Kochen hilft, und Buddhisten sind cooler als man denkt: Eine Lehrstunde gegen Vorurteile und für besseres Essen.


Werbung


Kritik
Die Botschaft ist vielleicht noch nicht überall angekommen, obwohl die Lifestyle-Köche Jamie Oliver, Tim Mälzer und Konsorten seit Jahren an der Verbreitung arbeiten – aber Kochen macht Freude. Nicht nur Spaß, sondern genuin Freude, zumindest wenn man sich dafür Zeit nimmt. In dieselbe Kerbe und angenehm unesoterisch schlägt auch Doris Dörries Doku How To Cook Your Life über den zen-buddhistischen Koch Edward Espe Brown. Brown („Ich habe zwar einen zen-buddhistischen Ehrennamen – aber alle nennen mich Ed“) ist ein wenig jähzornig, humorvoll, unprätentiös und ziemlich weise.

© Filmladen Filmverleih
Schnippeln, raffeln, dünsten, kneten: Kochen dient nicht nur der Nahrungsaufnahme. Ed Brown erklärts.
How to Cook Your Life ist zugleich Porträt des kochenden Zen-Priesers und Plädoyer für den Genuss, der sich allerdings nicht in hemmungslosem Hedonismus, sondern genauso in fröhlicher Genügsamkeit ausdrückt. Brauchbare Hinweise für die Küche, kleine Geschichten und Gleichnisse aus Eds Kocherfahrung und eine gute Handvoll Ratschläge für ein gelingendes Leben machen hier keine mühselige Mischung aus – im Gegenteil: Dieser Mönch erzählt kurzweilig und immer wieder gnadenlos komisch von Missgeschicken und seiner Erfindung des perfekten Brotteigs. Und Lebensweisheiten wie „When you wash the rice, you wash the rice“ klingen nur auf den ersten Anhieb ein wenig dämlich – und sind eigentlich ein Aufruf, den Moment zu bewahren, den Augenblick zu genießen, und ach, in Wirklichkeit ein Aufbegehren gegen das Multitasking, dem zumindest die Verfasserin so hemmungslos frönt.

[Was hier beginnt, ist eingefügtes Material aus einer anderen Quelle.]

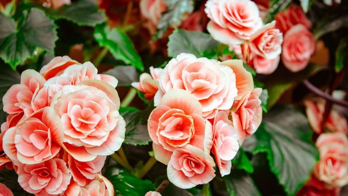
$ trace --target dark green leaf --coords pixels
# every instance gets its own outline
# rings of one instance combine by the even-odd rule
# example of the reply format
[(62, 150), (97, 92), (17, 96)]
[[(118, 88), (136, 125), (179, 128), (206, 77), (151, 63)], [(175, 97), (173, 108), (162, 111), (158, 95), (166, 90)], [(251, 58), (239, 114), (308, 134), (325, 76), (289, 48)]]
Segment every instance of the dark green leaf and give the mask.
[(115, 168), (107, 179), (113, 185), (115, 196), (144, 196), (155, 191), (151, 181), (139, 179), (122, 169)]
[[(312, 131), (305, 116), (291, 107), (274, 108), (244, 149), (266, 152), (271, 171), (289, 195), (295, 195), (308, 179), (318, 150), (311, 141)], [(249, 140), (249, 139), (248, 139)]]
[(291, 0), (273, 0), (271, 6), (263, 17), (263, 20), (265, 24), (270, 22), (274, 18), (275, 14), (279, 11), (287, 8), (292, 1)]
[[(178, 54), (184, 52), (191, 53), (197, 57), (204, 56), (204, 53), (213, 50), (219, 42), (214, 40), (208, 34), (201, 32), (189, 31), (175, 29), (169, 36), (168, 55), (175, 57)], [(216, 52), (215, 52), (216, 55)]]
[(133, 82), (139, 81), (137, 70), (133, 66), (118, 66), (104, 72), (112, 76), (118, 80), (118, 86), (129, 86)]
[(268, 93), (267, 108), (269, 110), (280, 98), (287, 90), (301, 82), (303, 80), (309, 78), (320, 71), (327, 69), (322, 65), (310, 64), (306, 69), (296, 73), (279, 69), (273, 73), (269, 80), (264, 82), (264, 88)]
[(129, 37), (119, 28), (110, 29), (106, 24), (96, 25), (94, 38), (99, 45), (107, 48), (116, 59), (134, 66), (144, 71), (141, 59), (134, 48)]
[(239, 149), (237, 155), (232, 160), (232, 165), (234, 168), (244, 170), (249, 174), (254, 172), (254, 167), (249, 158), (242, 148)]
[(336, 65), (335, 70), (340, 72), (344, 66), (344, 60), (347, 58), (347, 53), (348, 51), (348, 39), (341, 40), (337, 50), (336, 50)]
[(233, 170), (224, 180), (230, 196), (261, 196), (253, 179), (243, 170)]
[(131, 107), (120, 108), (120, 113), (127, 124), (125, 143), (134, 145), (146, 145), (151, 141), (147, 124), (149, 115), (153, 109), (152, 106), (142, 111)]
[(318, 23), (320, 25), (318, 24), (314, 33), (314, 37), (317, 40), (327, 33), (348, 26), (348, 15), (343, 15), (329, 20), (327, 22), (324, 22), (324, 24), (320, 24), (320, 22)]
[(194, 8), (193, 0), (165, 0), (165, 3), (167, 10), (157, 24), (155, 39), (162, 38), (170, 26), (178, 26), (184, 14), (191, 13)]
[(57, 19), (66, 19), (79, 25), (94, 26), (106, 19), (104, 13), (98, 10), (97, 1), (93, 0), (78, 0), (51, 14)]
[(261, 107), (263, 111), (267, 112), (267, 100), (268, 99), (268, 92), (267, 89), (262, 89), (260, 97), (261, 100)]
[(37, 48), (53, 52), (56, 25), (37, 8), (25, 10), (17, 21), (0, 13), (0, 57), (15, 69), (34, 55)]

Doris Dörrie begleitet den Koch bei seinen Lectures, bei seinen Kochkursen, befragt Freunde und Weggefährten und ihn selbst. Der Film stellt Essgewohnheiten infrage, was wenig mit „vegetarisch“ oder „alkoholfrei“ zu tun hat sondern eher mit „biologisch“ oder „fastfood“: Was wir essen, beeinflusst unsere Umgebung – und Kochen ist eine Form der Fürsorge für sich selbst und andere, die alltäglich bereichernd sein kann. Bei alldem ist der Film nie dogmatisch oder pädagogisch. Brown relativiert fast jede seiner Aussagen mit einem „zumindest für mich stimmt das so“ – er liefert Angebote, die der Zuschauer für sich überlegen kann, und die Leben und Essverhalten wenn nicht nachhaltig verändern, so doch zumindest in eine ein wenig nachdenklichere und genussorientierte Richtung schubsen könnten. Befasse dich wirklich mit dem, was du tust – und hab Freude daran!

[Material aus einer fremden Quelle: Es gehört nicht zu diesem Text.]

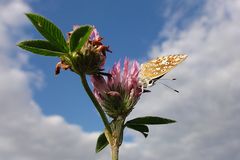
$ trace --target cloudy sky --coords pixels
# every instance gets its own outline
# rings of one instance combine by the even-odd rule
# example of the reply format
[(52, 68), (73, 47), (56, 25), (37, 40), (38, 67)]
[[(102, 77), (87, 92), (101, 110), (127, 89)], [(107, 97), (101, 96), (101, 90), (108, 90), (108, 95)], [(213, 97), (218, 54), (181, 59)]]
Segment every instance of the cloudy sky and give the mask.
[(0, 0), (0, 159), (109, 159), (108, 149), (94, 153), (103, 125), (79, 78), (70, 72), (54, 77), (58, 59), (15, 46), (41, 38), (26, 12), (48, 17), (63, 32), (94, 24), (113, 50), (107, 68), (125, 56), (143, 62), (189, 55), (166, 75), (177, 78), (166, 83), (180, 94), (155, 85), (131, 114), (178, 122), (150, 127), (147, 139), (127, 131), (121, 159), (240, 159), (239, 0)]

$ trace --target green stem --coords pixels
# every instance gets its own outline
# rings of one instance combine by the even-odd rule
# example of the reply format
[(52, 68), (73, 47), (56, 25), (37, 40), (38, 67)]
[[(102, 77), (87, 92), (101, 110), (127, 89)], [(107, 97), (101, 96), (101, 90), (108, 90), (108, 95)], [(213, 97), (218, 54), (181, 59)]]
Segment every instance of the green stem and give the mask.
[(124, 126), (125, 118), (119, 116), (117, 119), (112, 122), (112, 143), (111, 145), (111, 154), (112, 160), (118, 160), (119, 155), (119, 147), (122, 144), (123, 140), (123, 126)]
[(112, 130), (111, 130), (109, 122), (108, 122), (108, 119), (106, 117), (106, 114), (104, 113), (102, 107), (100, 106), (100, 104), (96, 100), (94, 94), (92, 93), (92, 91), (91, 91), (91, 89), (90, 89), (90, 87), (87, 83), (86, 75), (85, 74), (80, 74), (80, 77), (81, 77), (81, 80), (82, 80), (83, 87), (84, 87), (85, 91), (87, 92), (88, 96), (90, 97), (90, 99), (92, 100), (93, 104), (95, 105), (98, 113), (100, 114), (105, 128), (107, 129), (107, 131), (109, 133), (112, 133)]

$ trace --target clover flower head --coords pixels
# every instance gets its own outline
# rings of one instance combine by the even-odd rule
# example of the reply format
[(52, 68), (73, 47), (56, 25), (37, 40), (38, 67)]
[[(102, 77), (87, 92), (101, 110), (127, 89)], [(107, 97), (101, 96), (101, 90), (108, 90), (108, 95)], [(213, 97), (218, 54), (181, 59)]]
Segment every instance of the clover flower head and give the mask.
[(104, 111), (112, 118), (127, 116), (138, 102), (142, 89), (138, 81), (139, 63), (125, 59), (123, 71), (120, 62), (114, 64), (109, 72), (111, 76), (91, 76), (94, 94)]

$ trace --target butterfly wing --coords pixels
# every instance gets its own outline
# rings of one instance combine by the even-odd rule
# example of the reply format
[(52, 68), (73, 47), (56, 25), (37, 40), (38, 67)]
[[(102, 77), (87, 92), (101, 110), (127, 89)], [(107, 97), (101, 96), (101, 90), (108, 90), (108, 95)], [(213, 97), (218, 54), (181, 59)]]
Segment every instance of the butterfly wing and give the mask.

Trivia - Geschichten und Gschichterln
Der Film basiert auf Ed Browns Kochbuch Das Lächeln der Radieschen, bei dtv erschienen und sehr brauchbar: Wen die Geschichten nicht interessieren, der kann sich ausschließlich mit den einfachen und ungewöhnlichen Rezepten befassen. Empfehlung!